Biokraft's election committee is tasked with submitting proposals for the election of the chairman of the annual general meeting, election of board members, board chairman and auditor. The nomination committee must also propose board fees and other remuneration to each board member as well as remuneration for committee work, auditor's fees and, if appropriate, proposals for a nomination committee for the next annual general meeting.
The nomination committee's proposal for the AGM must be presented in the notice to the AGM.
Members of the nomination committee ahead of the 2023 AGM
At the 2023 annual general meeting, the members of the nomination committee consisted of Olav Sem Austmo (representing Aneo Renewables Holding AS), Jonas Bengtsson, (representing Bengtssons Tidnings AB), Peter Immonen (representing Wipunen Varainhandalta Oy) and Anders Bengtsson, chairman of the board.

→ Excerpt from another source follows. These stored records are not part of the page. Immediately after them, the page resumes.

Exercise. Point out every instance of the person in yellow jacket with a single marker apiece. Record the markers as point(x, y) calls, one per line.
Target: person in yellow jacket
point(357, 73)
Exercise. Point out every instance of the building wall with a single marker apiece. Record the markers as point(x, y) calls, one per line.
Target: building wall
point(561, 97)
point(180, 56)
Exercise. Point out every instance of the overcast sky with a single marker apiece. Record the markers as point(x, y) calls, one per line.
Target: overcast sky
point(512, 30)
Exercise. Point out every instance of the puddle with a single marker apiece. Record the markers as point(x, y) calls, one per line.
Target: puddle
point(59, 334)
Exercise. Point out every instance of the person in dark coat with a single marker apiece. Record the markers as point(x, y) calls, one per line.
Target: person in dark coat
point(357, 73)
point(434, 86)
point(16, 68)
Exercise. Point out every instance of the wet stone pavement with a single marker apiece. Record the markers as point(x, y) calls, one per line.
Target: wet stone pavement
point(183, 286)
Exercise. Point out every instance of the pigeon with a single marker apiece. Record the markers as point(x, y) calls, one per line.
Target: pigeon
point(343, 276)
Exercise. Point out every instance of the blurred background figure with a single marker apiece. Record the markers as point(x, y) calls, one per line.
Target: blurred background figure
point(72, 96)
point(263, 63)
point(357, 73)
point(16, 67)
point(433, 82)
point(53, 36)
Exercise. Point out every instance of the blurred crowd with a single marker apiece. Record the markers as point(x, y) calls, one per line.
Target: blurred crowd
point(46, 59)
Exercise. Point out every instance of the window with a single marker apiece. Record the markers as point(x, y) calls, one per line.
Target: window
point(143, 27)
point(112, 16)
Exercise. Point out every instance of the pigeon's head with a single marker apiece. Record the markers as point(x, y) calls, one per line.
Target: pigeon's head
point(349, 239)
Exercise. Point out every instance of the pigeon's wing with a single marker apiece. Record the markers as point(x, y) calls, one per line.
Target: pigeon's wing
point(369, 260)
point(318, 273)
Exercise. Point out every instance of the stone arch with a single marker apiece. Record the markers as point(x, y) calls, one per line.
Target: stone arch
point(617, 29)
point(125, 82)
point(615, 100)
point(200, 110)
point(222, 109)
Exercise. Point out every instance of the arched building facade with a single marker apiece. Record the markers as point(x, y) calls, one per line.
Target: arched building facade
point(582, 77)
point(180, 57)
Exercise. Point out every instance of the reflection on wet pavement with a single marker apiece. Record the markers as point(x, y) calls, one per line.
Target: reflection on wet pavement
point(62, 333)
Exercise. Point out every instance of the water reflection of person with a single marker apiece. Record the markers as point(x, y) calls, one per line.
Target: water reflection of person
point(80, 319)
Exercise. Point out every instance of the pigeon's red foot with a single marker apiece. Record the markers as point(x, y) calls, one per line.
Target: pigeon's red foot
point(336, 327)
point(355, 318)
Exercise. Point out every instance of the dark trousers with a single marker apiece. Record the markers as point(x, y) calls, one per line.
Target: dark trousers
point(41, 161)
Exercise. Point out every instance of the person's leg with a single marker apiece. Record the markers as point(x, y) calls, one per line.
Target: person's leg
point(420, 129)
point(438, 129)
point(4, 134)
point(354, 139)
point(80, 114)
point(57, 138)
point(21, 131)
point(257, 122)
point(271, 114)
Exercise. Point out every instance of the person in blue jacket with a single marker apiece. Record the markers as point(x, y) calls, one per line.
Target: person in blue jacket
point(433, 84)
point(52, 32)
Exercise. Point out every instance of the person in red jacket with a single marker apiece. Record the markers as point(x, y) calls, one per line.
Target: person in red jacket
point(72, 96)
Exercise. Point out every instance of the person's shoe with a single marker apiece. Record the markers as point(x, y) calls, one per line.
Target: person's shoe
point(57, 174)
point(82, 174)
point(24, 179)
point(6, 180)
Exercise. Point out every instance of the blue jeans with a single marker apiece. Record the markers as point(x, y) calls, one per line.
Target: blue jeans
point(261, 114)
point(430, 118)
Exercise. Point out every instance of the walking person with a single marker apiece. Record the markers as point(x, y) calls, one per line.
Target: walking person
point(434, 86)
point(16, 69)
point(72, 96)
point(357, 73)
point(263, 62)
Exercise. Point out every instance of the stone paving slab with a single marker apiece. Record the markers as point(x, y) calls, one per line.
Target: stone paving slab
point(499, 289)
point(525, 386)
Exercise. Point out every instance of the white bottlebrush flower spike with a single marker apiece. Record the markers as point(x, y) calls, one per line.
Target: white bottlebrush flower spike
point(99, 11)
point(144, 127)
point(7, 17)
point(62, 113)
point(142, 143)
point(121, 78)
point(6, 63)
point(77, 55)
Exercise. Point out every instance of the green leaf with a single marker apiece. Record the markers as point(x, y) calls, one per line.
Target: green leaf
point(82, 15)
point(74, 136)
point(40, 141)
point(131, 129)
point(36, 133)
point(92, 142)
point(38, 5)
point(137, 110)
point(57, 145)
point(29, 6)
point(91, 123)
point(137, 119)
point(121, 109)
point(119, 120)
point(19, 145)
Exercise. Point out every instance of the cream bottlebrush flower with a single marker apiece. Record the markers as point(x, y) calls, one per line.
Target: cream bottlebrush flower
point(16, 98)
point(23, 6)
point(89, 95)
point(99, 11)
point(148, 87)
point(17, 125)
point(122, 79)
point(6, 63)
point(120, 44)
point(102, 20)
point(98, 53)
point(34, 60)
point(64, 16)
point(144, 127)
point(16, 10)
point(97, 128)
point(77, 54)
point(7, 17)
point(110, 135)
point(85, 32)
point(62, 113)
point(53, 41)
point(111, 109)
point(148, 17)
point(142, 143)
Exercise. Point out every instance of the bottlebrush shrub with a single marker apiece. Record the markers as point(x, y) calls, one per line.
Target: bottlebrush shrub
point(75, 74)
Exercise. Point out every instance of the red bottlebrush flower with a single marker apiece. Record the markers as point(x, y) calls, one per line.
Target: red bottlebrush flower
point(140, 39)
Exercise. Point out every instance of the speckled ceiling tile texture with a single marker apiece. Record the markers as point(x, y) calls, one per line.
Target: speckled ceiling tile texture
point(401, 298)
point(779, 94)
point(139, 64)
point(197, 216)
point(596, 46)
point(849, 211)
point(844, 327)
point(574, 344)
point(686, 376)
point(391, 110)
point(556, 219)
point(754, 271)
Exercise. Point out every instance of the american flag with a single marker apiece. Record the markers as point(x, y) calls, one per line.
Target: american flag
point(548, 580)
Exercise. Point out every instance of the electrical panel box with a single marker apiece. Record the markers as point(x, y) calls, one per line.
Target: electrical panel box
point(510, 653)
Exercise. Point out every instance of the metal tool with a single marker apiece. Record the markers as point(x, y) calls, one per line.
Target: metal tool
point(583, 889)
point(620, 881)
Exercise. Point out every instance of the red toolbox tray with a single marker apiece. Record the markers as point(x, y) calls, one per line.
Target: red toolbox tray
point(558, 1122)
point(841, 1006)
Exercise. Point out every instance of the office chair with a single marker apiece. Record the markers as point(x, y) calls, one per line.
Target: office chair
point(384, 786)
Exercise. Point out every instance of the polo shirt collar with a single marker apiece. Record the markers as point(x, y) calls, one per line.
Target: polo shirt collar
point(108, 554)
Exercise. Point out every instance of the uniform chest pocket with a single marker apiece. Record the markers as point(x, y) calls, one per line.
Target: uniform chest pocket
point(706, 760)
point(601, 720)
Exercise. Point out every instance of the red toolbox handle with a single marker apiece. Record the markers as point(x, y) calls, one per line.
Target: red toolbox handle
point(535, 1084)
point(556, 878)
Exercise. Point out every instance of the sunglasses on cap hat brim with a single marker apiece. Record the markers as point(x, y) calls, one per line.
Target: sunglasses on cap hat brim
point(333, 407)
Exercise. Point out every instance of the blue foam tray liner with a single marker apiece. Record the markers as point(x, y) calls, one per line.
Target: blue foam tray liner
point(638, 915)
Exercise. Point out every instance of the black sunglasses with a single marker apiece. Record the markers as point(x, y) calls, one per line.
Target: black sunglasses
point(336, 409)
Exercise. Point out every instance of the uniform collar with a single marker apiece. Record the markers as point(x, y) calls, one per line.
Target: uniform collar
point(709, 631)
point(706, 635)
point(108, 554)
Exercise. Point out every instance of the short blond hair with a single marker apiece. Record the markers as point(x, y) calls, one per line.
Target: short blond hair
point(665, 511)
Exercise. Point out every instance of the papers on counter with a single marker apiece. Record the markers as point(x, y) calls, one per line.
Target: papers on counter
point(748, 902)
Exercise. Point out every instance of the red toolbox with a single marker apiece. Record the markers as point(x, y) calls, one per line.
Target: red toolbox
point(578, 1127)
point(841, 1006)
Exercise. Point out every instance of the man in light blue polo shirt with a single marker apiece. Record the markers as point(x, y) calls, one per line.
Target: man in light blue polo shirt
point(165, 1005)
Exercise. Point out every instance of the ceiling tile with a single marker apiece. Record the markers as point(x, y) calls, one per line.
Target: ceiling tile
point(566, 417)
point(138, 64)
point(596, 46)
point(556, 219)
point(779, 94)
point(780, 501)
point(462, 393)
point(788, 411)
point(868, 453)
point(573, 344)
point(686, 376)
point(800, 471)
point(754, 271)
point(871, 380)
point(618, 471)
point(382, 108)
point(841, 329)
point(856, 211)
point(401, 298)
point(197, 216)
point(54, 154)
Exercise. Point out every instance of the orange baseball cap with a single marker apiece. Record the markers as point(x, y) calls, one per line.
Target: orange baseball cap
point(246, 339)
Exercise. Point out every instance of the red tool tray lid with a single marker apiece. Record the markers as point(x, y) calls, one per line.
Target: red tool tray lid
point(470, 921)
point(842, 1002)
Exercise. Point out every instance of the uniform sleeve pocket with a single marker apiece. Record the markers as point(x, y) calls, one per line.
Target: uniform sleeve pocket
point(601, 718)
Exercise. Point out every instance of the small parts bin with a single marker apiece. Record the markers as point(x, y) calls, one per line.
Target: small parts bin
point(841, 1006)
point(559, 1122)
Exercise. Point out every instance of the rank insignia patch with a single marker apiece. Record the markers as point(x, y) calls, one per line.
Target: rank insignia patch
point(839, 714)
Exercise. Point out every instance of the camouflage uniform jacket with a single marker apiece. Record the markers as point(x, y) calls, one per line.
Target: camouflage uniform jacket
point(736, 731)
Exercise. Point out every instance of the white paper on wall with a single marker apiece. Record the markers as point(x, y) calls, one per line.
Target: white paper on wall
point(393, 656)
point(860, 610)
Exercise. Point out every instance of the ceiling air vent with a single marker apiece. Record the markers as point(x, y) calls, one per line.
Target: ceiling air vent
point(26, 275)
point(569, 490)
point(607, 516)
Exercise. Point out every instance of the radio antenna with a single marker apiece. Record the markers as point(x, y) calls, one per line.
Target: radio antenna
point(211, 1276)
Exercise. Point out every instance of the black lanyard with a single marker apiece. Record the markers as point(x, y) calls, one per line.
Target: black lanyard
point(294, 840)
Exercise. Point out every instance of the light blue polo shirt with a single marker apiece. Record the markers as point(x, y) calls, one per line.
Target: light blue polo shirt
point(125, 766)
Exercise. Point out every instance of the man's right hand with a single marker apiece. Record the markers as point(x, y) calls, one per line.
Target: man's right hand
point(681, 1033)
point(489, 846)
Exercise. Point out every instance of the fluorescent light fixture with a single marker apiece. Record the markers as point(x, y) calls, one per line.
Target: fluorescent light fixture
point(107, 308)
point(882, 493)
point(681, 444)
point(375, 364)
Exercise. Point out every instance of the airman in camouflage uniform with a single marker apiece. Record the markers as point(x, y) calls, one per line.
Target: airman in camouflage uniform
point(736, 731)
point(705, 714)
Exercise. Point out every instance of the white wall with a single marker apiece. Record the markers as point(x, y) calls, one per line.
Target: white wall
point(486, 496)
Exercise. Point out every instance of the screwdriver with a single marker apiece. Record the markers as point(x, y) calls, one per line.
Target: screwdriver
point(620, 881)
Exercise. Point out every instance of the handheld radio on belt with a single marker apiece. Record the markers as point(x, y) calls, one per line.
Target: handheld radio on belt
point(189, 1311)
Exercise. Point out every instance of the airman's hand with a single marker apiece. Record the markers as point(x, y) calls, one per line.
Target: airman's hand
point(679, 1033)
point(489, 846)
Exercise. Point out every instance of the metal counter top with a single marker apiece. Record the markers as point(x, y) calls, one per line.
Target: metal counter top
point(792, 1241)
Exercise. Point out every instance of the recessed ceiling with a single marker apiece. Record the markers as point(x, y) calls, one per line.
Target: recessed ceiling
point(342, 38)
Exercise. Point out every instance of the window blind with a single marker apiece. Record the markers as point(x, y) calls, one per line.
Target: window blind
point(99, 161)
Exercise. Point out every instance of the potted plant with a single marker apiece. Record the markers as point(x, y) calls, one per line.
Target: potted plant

Appointment and term of office
The nomination committee shall consist of the chairman of the board and members of the three largest shareholders in terms of votes as of the last trading day in August. If any of these shareholders do not wish to exercise their right to appoint a member of the nomination committee, the shareholder next in line will be offered the right to appoint a member of the nomination committee, etc. If a member leaves the nomination committee before its work has been completed, a representative from the same shareholder may replace the departing member, if the nomination committee deems it necessary. The names of the members of the nomination committee and of the shareholders who have appointed them must be published no later than six months before the annual general meeting.
The nomination committee's term of office ends when the composition of a new nomination committee has been announced.
Board members may be appointed to the nomination committee but shall not constitute a majority of its members. If more than one board member is appointed to the nomination committee, at most, one of them may be dependent in relation to the company's major shareholder. The member who represents the largest shareholder in terms of votes shall be appointed chairman of the nomination committee.
Board members cannot be the chairman of the election committee. If the member who represents the largest shareholder in terms of votes is a board member, the nomination committee must appoint another member as chairman.
If a shareholder who is represented in the nomination committee reduces his shareholding in the company, the member representing such shareholder may resign and, if the nomination committee deems it appropriate, the shareholder who is next in line in voting order shall be given the opportunity to appoint a member instead. If the ownership relationships have otherwise changed significantly before the nomination committee's assignment has been completed, the nomination committee may decide to make changes to the nomination committee's composition.
Changes in the composition of the election committee must be announced as soon as possible.
The election committee's work
The nomination committee meets at least once a year. During 2022, the former election committee had two meetings. Further information about the nomination committee's work is presented in the nomination committee's report before the 2023 annual general meeting.